3-5

「えっ、……ええっ?」


 不意を突かれたように驚嘆する雫玖は、佐久間、そして八坂をキョロキョロと確かめる。

 それは八坂側も同じらしく、


「えーっ、ひょっとしてこの子、佐久間のカノジョ? まっさかー、そんなはずないよね?」

「ちっ、違うもん! 私と佐久間はただの……何だろう? 友達……?」

「学校の知り合いだよ。事情があって、今はこの出雲さんたちと一緒なんだ」

「へぇ、そっか。あたしは八坂奏那、佐久間とは中学時代のクラスメイト」

「あ、私は出雲雫玖。よろしく」


 佐久間の前で軽く自己紹介をした雫玖と八坂。


「佐久間ってどこの高校に行ったんだっけ? 知り合い、誰も佐久間の行方を知らなくてさ」

「ボクは洛葉だよ」

「えっ、すごいじゃん! あーそっか、成績は良かったんだっけ。たしか篠宮とか西野、黒川ちゃんとかも洛葉だったとは聞いたけど?」


 と、中学時代の話で盛り上がる二人(とは言っても沸いているのは八坂一人で、佐久間は平時のような淡々とした有様だが)。


「って、洛葉なら今度梅桜高校ウチらと洛桜祭やるじゃんっ。私、企画委員なんだ」

「実はボクも実行委員って形だけど、洛桜祭に携わることになったんだ」

「珍しい、佐久間がそういうのに関わるなんて。文化祭とかいつもトランプで遊んでなかった?」

「いろいろとあってね」

「ふーん。あ、待ち合わせがあるからこれで。近いうちにまた会いそうだし、その時はよろしく。そんじゃ、バイバイ」


 そうして手を振りながら、中学時代のクラスメイトは去っていくのであった。


「それで、あの女はキミにとっての何なのよ?」


 見計らったかのようなタイミングだ。振り向けば、雫玖もまた彼女の登場に驚いている。

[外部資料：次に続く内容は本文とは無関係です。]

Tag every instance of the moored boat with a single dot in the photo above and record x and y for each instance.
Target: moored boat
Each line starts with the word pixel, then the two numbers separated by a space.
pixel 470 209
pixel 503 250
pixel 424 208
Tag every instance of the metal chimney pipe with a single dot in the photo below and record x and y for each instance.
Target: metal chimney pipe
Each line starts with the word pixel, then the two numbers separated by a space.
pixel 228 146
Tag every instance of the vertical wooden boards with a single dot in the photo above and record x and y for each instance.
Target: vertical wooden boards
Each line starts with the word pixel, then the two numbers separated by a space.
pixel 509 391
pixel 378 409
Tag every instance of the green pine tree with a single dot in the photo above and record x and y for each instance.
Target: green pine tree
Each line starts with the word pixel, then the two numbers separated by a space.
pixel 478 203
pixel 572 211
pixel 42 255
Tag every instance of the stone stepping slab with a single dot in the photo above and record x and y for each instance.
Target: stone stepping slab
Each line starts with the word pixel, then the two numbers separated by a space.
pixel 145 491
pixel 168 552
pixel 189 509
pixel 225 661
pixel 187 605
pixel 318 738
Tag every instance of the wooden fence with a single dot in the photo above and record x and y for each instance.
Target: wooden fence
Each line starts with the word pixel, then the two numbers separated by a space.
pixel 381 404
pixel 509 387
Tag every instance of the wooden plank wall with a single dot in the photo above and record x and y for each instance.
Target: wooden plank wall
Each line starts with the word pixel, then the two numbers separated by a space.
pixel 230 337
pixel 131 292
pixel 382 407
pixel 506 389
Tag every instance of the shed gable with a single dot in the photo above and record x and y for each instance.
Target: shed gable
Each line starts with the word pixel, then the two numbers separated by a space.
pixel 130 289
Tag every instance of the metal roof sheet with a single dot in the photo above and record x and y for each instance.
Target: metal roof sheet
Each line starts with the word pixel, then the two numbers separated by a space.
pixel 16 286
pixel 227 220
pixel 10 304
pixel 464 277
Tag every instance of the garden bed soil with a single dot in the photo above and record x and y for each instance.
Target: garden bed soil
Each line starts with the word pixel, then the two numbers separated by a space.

「中学時代のクラスメイトだよ。あまりしゃべったことはなかった」

「そう。でも佐久間くんの顔を見ると、それだけには見えないけど」

「え、それって女の勘ってヤツ!? 私は佐久間見てもピンとこないけど……?」

「何にもなかったと言いたいところだけど、秋月さんには通用しないか」


 佐久間が観念したようにハハッと笑ったその時、


「おーいお姉ちゃんたち! こっちこっちー!!」


 遠方からの元気な女の子の声が、三人の間を割り込んだ。


「この声……果澄? って、もうこんな時間?」


 掛け時計の分針は午後〇時の三分前を指していた。